Older material is used only where it is genuinely foundational, such as legislation, long-run datasets, standards, scientific baselines or historical reference points. Where older sources are used, they are clearly marked.
Verification before release
Before an output is delivered, it passes a verification process.
Final checks confirm that sources are properly dated, source links are valid, and cited claims match the evidence base.
An output is not released until the evidence checks pass.
Sources are graded by their authority, not by whether they support the argument.
Peer-reviewed research, government and regulator data, central-bank releases, court documents, legislation, standards bodies and primary company disclosures.
Use: Can support core factual claims and load-bearing judgements.
Major consultancies, multilateral bodies, established research institutes, reputable data providers and recognised expert organisations.
Use: Can anchor a headline claim where primary evidence is unavailable or where the source is itself a recognised authority.
Quality journalism, specialist trade press and industry commentary.
Use: Useful for corroboration, context and market colour, but does not usually stand alone for a board-level claim.
Material from commercial vendors, advocacy groups, campaign organisations or sources with an explicit position.

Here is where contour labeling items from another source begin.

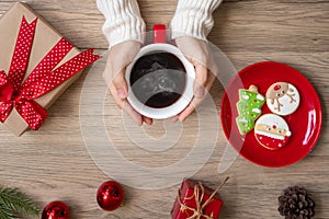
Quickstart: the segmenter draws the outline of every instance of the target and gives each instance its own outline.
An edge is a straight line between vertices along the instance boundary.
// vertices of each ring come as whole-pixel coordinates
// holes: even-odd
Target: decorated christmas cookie
[[[266,92],[266,104],[272,113],[286,116],[294,113],[299,105],[297,89],[287,82],[273,83]]]
[[[263,147],[277,150],[288,142],[292,132],[281,116],[265,114],[257,120],[254,136]]]
[[[237,103],[239,116],[236,122],[240,134],[246,135],[253,129],[254,120],[261,115],[265,99],[258,93],[256,85],[250,85],[249,90],[240,89],[239,97]]]

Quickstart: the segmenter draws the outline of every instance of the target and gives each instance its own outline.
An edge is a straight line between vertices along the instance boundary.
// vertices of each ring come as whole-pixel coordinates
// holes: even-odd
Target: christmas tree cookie
[[[239,90],[239,102],[237,103],[239,116],[236,122],[241,135],[246,135],[254,128],[254,122],[262,114],[261,107],[264,103],[265,99],[258,92],[256,85],[250,85],[249,90]]]

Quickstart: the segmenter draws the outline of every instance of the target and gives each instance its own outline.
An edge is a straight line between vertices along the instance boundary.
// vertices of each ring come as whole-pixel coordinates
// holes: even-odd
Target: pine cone
[[[285,219],[310,219],[315,216],[315,201],[304,187],[291,186],[279,197],[280,215]]]

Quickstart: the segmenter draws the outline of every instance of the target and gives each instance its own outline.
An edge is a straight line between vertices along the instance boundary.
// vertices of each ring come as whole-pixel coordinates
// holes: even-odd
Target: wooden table
[[[3,14],[13,2],[0,1],[0,13]],[[175,2],[140,0],[147,28],[150,30],[155,23],[169,23]],[[100,31],[103,16],[94,0],[27,0],[27,3],[78,47],[94,47],[99,54],[106,50],[107,43]],[[216,23],[209,39],[228,55],[238,70],[269,59],[288,64],[314,84],[324,108],[320,139],[303,161],[283,169],[261,168],[242,158],[234,162],[225,173],[231,180],[220,192],[225,200],[220,218],[280,218],[277,196],[283,188],[294,184],[306,186],[313,194],[317,203],[315,218],[329,218],[328,11],[329,2],[326,0],[229,0],[215,12]],[[110,177],[93,163],[81,137],[79,97],[84,79],[86,74],[49,110],[49,118],[39,131],[30,131],[18,138],[5,127],[0,127],[0,184],[19,187],[41,206],[55,199],[64,200],[70,206],[71,218],[169,218],[179,185],[150,191],[125,186],[123,208],[105,212],[98,207],[95,192]],[[223,94],[218,83],[212,93],[218,105]],[[109,127],[117,127],[117,131],[122,131],[122,114],[111,100],[107,106]],[[196,125],[195,115],[184,124],[182,151],[185,153]],[[145,130],[152,137],[163,135],[162,123],[157,122],[155,127],[146,127]],[[115,129],[112,131],[115,135]],[[132,142],[117,135],[120,146],[129,147]],[[218,135],[222,137],[211,159],[193,176],[211,186],[224,177],[218,174],[217,168],[226,141],[223,134]],[[180,159],[168,153],[143,155],[139,149],[123,150],[123,154],[149,166],[166,165]],[[145,157],[147,159],[140,159]]]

Use: Used only as directional context and flagged as such.
Where appropriate, Shaping Tomorrow outputs include a Source Confidence Register.

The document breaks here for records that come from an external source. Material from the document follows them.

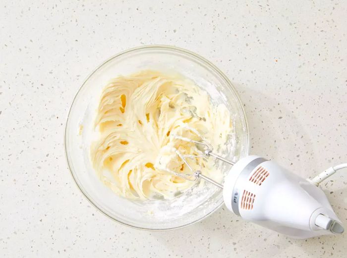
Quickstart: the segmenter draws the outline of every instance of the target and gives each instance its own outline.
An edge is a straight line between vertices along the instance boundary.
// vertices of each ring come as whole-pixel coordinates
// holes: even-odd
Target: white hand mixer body
[[[344,232],[320,188],[258,156],[232,166],[225,178],[223,197],[236,215],[292,237]]]
[[[335,167],[330,168],[310,180],[258,156],[248,156],[233,162],[213,153],[211,145],[205,141],[173,137],[201,145],[205,148],[205,156],[213,156],[232,167],[224,186],[200,171],[194,171],[185,159],[201,155],[184,155],[176,152],[193,174],[182,175],[164,170],[191,181],[201,178],[223,188],[227,207],[242,218],[295,238],[343,233],[341,222],[318,184],[336,170],[347,167],[347,164],[337,166],[336,170]]]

It shows clients exactly where the evidence base is strong and where it is thinner.
A transparent list of every source informing the analysis.
The authority grade assigned to each source.
Clear traceability from claim to evidence.
Publication dates verified from the source.
Areas of high corroboration and authority.
Areas that remain directional or contested.
Where the best available evidence on a subject is weak, partial or contested, we say so rather than overstating confidence.
Where reporting ends and analysis begins
Source verification confirms that a source is real, dated and relevant. It does not, by itself, prove that an interpretation is correct.
That distinction matters.
Shaping Tomorrow separates what the evidence states from what we conclude by reading across the evidence base. Where an output includes a comparison, a superlative such as “largest” or “first”, or a judgement drawn from multiple sources, that interpretive step is made visible.
This helps clients see where reporting ends and analysis begins.
More than citations — faithful representation
Decision-grade intelligence requires more than citations. It requires fidelity between the source and the claim.
This reduces the risk of fluent but unsupported analysis.
The result is intelligence that can be inspected, not merely trusted.
Clients can follow source links to real, dated documents. They can see how evidence has been tiered. They can understand where confidence is high, where it is conditional and where Shaping Tomorrow is making an analytical judgement.
Our forecasts and implications remain judgements. But the evidence beneath them is visible, structured and testable.
That is what makes the output decision-grade.